As new problem statements keep evolving in data science and analytics domain, companies are exploring newer ways to deal with them. The tools and techniques used by data science practitioners have evolved significantly with newer and better tools available in the market. While Python and open source tools currently dominate the market, there are other interesting trends that we saw during our interaction with analytics practitioners for this month’s theme — evolving data science toolchain and new techniques used by data scientists across industries.
We spoke to analytics leaders from different domains like e-commerce, insurance among others.

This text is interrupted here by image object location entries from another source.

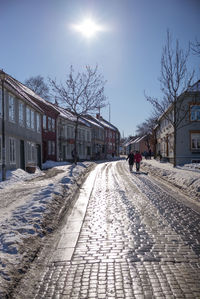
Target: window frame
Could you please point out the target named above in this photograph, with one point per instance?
(12, 150)
(21, 114)
(196, 149)
(11, 108)
(195, 112)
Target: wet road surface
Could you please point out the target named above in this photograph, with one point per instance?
(126, 237)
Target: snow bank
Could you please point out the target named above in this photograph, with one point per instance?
(186, 177)
(31, 206)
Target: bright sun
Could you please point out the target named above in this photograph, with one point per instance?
(88, 28)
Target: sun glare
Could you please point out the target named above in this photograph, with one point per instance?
(88, 28)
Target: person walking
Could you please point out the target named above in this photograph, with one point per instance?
(130, 159)
(138, 159)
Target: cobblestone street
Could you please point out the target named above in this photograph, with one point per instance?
(132, 239)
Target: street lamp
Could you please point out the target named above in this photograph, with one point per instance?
(2, 77)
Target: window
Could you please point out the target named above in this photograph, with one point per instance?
(53, 124)
(21, 113)
(88, 136)
(49, 123)
(12, 150)
(28, 117)
(38, 122)
(195, 112)
(31, 152)
(195, 141)
(11, 108)
(32, 120)
(0, 150)
(0, 101)
(44, 122)
(51, 147)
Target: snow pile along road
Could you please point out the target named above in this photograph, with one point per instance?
(186, 178)
(31, 206)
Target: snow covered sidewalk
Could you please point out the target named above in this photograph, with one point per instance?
(30, 206)
(186, 178)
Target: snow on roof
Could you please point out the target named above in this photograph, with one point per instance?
(93, 121)
(105, 123)
(69, 115)
(18, 88)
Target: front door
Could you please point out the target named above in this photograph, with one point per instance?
(22, 156)
(39, 162)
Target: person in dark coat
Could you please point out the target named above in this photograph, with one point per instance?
(138, 159)
(130, 159)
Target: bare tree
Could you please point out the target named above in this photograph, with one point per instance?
(147, 129)
(81, 93)
(38, 85)
(175, 80)
(196, 47)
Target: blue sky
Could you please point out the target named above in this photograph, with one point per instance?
(37, 39)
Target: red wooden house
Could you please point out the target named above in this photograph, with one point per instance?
(49, 121)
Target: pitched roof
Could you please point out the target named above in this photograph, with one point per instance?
(17, 87)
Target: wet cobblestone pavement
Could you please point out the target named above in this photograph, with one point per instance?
(136, 241)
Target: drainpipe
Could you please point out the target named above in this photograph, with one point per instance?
(2, 76)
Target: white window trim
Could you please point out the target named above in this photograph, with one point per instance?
(12, 143)
(11, 116)
(21, 113)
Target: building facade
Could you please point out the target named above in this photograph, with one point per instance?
(22, 127)
(187, 133)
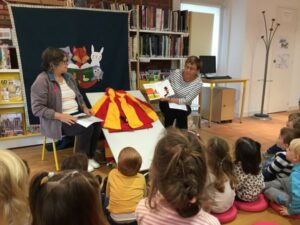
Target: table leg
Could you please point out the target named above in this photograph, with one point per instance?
(210, 103)
(243, 100)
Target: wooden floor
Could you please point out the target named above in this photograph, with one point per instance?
(266, 132)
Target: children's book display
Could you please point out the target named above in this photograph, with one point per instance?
(10, 91)
(157, 90)
(11, 124)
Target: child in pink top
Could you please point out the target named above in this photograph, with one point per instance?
(177, 180)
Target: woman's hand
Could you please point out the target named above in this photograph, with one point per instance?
(65, 118)
(88, 111)
(170, 100)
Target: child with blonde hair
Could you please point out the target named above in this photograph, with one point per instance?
(291, 118)
(250, 180)
(285, 191)
(68, 197)
(125, 187)
(77, 161)
(14, 206)
(177, 180)
(221, 180)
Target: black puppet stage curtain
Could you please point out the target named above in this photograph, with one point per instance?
(96, 42)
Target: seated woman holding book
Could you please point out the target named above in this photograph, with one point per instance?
(187, 85)
(55, 99)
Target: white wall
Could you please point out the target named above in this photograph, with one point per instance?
(242, 52)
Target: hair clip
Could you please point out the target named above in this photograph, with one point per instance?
(50, 174)
(221, 162)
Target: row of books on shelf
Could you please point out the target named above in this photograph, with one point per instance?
(10, 91)
(163, 46)
(150, 17)
(148, 76)
(12, 124)
(154, 75)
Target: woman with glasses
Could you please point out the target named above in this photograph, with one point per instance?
(187, 85)
(55, 98)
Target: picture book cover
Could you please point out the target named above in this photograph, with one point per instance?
(10, 91)
(157, 90)
(11, 124)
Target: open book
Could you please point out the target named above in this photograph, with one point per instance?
(157, 90)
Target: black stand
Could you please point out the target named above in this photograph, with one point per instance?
(267, 40)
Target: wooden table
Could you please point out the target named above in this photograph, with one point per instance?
(213, 82)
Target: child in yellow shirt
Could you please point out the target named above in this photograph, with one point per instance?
(125, 187)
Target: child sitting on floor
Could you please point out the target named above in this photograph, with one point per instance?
(285, 136)
(279, 166)
(221, 180)
(250, 180)
(285, 191)
(125, 187)
(77, 161)
(177, 180)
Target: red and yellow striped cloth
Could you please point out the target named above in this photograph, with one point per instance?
(120, 111)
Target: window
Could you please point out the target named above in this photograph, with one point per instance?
(216, 28)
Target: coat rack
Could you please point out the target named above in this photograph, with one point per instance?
(267, 40)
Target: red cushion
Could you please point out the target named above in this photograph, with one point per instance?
(227, 216)
(277, 207)
(265, 223)
(258, 205)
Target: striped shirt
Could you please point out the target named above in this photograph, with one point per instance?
(164, 215)
(69, 104)
(185, 91)
(281, 167)
(248, 186)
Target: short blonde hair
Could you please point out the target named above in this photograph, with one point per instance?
(129, 161)
(13, 189)
(295, 146)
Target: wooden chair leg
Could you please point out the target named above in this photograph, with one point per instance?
(44, 146)
(55, 155)
(75, 143)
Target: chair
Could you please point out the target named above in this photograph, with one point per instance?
(277, 208)
(265, 223)
(256, 206)
(54, 151)
(196, 112)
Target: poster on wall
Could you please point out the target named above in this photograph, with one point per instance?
(96, 43)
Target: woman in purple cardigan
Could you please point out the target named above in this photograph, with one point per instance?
(55, 98)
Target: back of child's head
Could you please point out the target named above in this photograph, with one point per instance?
(296, 123)
(293, 116)
(220, 162)
(77, 161)
(27, 166)
(178, 172)
(287, 134)
(14, 208)
(129, 161)
(247, 152)
(69, 197)
(295, 146)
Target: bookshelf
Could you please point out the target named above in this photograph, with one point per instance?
(159, 40)
(12, 105)
(12, 111)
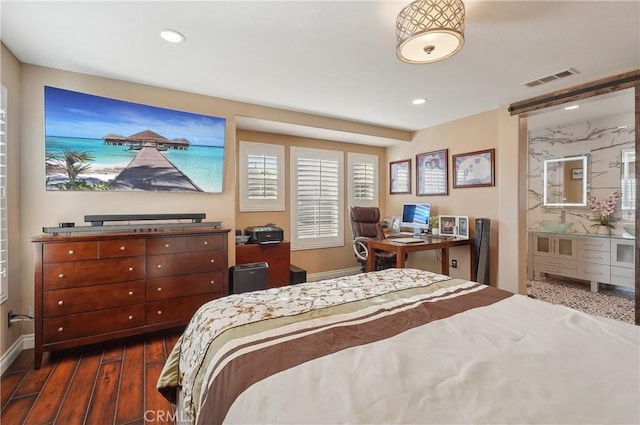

The detailed story covers insights on the most commonly used tools by them, must-have in a data science tool kit, common issues faced while dealing with data, use of open source or paid software and tools and selecting the right tool, among others.
Tools That Are Widely Popular In Analytics & Data Science Community
Data Science is a big domain and includes many areas such as machine learning, data visualisation, data manipulation, and more that are usually bracketed under the umbrella term data science. It also has different aspects such as statistical and mathematical implementation. This calls for different languages, libraries and frameworks that are used for different domains based on the kind of task that needs to be dealt with.
“Tools and platforms commonly used for mathematical computation are RapidMiner, Theano, Scipy, Numpy, Mathplotlib, for AI, ML, Deep Learning are TensorFlow, Scikit learn, Torch, OpenCV, and for data analytics and visualisation are Orange, Tableau, Knime,” says Anupam Jalote, CEO, iCreate.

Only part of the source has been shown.